The methodological sessions have included sessions on stochastic programming, dynamic games (and applications), robust optimization, and more.
I have very much enjoyed the energy application sessions which featured, among others, Professor Steve Gabriel of the U. of Maryland and Professor Warren Powell of Princeton, who noted that energy practitioners with whom he works call the delivery of electric power as `trucking`and putting electrons on wheels. This reminded me of the classic book by Beckmann, McGuire, and Winsten, Studies in the Economics of Transportation, in which they hypothesized that electric power generation and distribution networks behave like congested urban transportation networks. We have done research on the commonalities and have exploited these to formulate and solve the electric power supply chain for New England in a paper co-authored with Dr. Zugang Liu, which was published in Naval Research Logistics in 2009. Gabriel spoke on his model for the global gas market.

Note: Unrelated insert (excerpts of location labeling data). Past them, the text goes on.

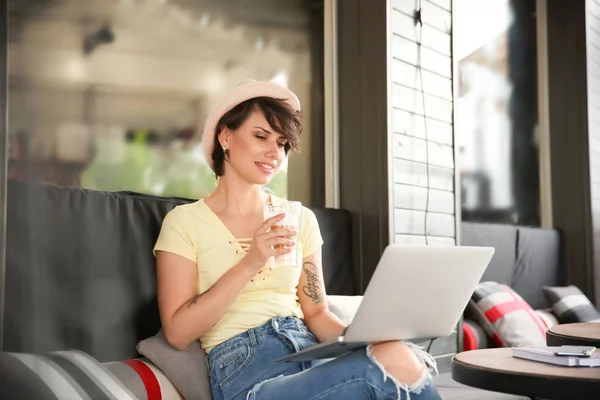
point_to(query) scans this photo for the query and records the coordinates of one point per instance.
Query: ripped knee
(406, 364)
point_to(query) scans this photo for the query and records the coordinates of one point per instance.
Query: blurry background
(496, 120)
(113, 94)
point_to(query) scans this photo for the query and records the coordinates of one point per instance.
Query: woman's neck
(237, 198)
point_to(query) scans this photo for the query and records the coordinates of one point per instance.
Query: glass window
(496, 110)
(113, 94)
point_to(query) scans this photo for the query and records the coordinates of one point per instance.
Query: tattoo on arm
(312, 287)
(193, 300)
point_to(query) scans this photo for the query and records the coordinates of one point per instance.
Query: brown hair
(280, 116)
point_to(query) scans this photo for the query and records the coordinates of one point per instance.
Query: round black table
(578, 334)
(497, 370)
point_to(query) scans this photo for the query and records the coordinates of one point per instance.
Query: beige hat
(245, 90)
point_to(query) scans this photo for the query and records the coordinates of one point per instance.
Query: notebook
(546, 355)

He mentioned Ukraine several times and, since that is my heritage, he had me at the edge of my seat.
I also enjoyed energy talks by Professor David Fuller from the University of Waterloo, where I have spoken at on several occasions, and several speakers at our CMS conference talked about game theory models and complementarity approaches.
I spoke on Wednesday about our big NSF project on the Future Internet Architecture, which we call Choicenet, and on specific network economics and game theory modeling work that I did with Professor Tilman Wolf of UMass Amherst using variational inequality theory. My talk was in the first session of the conference, after the first plenary tallk, and I am also speaking in the last session today on our work with Professor Min Yu on time-based competition.
Yesterday, we had the editorial board meeting for the journal (of the same name as the conference), Computational Management Science, and it was great to hear of special issues that are coming out and are being planned. Professor Berc Rustem, of Imperial College, led the lunch board meeting and it was great to see many of our colleagues, including Professor Georg Pflug from Vienna, Austria, and Professor Daniel Kuhn of Imperial College.
My special issue on Financial Networks, which is a double issue, should be out within the next 3 months, I am told, which is very exciting.
Of course, there are also sessions on transportation and on vehicle routing since colleagues here in Canada have been long-time contributors to these application domains. No need to even mention the names of Professors Gilbert Laporte, Patrice Marcotte, and Michel Gendcreau, but I am and it was wonderful to see them all here in Montreal.
The finance sessions have also been great!
Thanks to the organizers for putting on such a rewarding conference intellectually, personally, socially, and professionally.
Kudos to Professor Georges Zaccour who has worked tirelessly to make this conference a big success!
And for those of you who are interested, the CMS conference will be in Portugal next year.